Losing my grandmother at such a young age has always impacted me greatly. I was only 11 when my grandmother died of diabetes and natural causes on October 24th, 2008 at 8:00 PM. As a fifth grader, I didn't know what death truly meant; losing someone forever and that they've passed on. She was only 73 when she died and it still haunts me to this day that I could die early. But it's been almost 8 years since her passing, and a lot has changed. I would give anything to have one more conversation with her.
When she died, I thought that she was on a vacation and that she was coming back; well I was sadly wrong. Since her passing, I have successfully graduated high school with high honors, started my collegiate career at Mitchell as an Early Childhood Education student, and am in the preliminary stages of the next chapter in my life.
Now, under unusual circumstances, I lived with my grandmother and I've known her for so long, that when she died it hit me harder than I was ever expecting. Not having her sitting on the couch watching The Golden Girls really killed me. That was one of our favorite pastimes to do.

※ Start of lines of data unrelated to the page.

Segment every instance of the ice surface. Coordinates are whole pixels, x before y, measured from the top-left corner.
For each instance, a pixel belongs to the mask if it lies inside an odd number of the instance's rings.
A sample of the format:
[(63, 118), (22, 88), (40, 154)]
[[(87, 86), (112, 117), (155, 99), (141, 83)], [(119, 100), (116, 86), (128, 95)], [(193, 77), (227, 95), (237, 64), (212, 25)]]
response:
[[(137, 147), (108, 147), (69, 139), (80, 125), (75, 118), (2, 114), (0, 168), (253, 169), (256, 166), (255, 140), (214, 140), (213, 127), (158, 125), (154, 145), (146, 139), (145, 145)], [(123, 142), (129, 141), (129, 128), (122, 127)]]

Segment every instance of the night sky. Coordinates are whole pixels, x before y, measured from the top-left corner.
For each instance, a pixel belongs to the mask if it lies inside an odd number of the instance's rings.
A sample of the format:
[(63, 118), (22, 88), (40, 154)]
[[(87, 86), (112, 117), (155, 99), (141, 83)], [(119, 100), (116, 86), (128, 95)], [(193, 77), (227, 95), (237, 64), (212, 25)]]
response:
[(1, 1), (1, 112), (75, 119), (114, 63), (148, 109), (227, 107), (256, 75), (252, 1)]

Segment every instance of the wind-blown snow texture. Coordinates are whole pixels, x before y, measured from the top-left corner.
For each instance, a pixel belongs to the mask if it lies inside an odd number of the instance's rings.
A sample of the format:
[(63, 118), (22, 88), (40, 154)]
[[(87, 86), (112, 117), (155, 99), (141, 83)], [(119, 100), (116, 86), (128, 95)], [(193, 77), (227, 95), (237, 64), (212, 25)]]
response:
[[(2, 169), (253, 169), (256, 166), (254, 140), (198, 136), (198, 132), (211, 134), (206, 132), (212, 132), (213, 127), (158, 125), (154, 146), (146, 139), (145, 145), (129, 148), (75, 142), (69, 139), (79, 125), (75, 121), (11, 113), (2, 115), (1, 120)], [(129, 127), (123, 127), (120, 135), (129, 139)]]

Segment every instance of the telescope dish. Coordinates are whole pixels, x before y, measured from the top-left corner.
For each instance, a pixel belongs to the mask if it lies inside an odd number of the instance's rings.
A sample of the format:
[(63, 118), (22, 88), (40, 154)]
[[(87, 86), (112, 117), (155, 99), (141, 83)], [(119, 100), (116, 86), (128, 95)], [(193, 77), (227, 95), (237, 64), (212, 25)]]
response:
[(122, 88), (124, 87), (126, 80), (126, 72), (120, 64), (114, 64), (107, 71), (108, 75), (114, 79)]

If I could speak to her once more, I would tell her how much I miss her and how much I have accomplished since her death. I was close to her in a way that I wasn't with most others in my family. I would tell her to thank you for letting me live with you; an endowment that I could never repay in my wildest daydreams. For that, I will be eternally grateful.
To conclude, losing someone as special as your grandmother is hard; and I envy those who can share memories with their living grandmothers. When you lose someone, you learn to heal and move on with life, always remembering them and what they did for you. Never lose faith and I always have her sitting on my shoulder when I need her.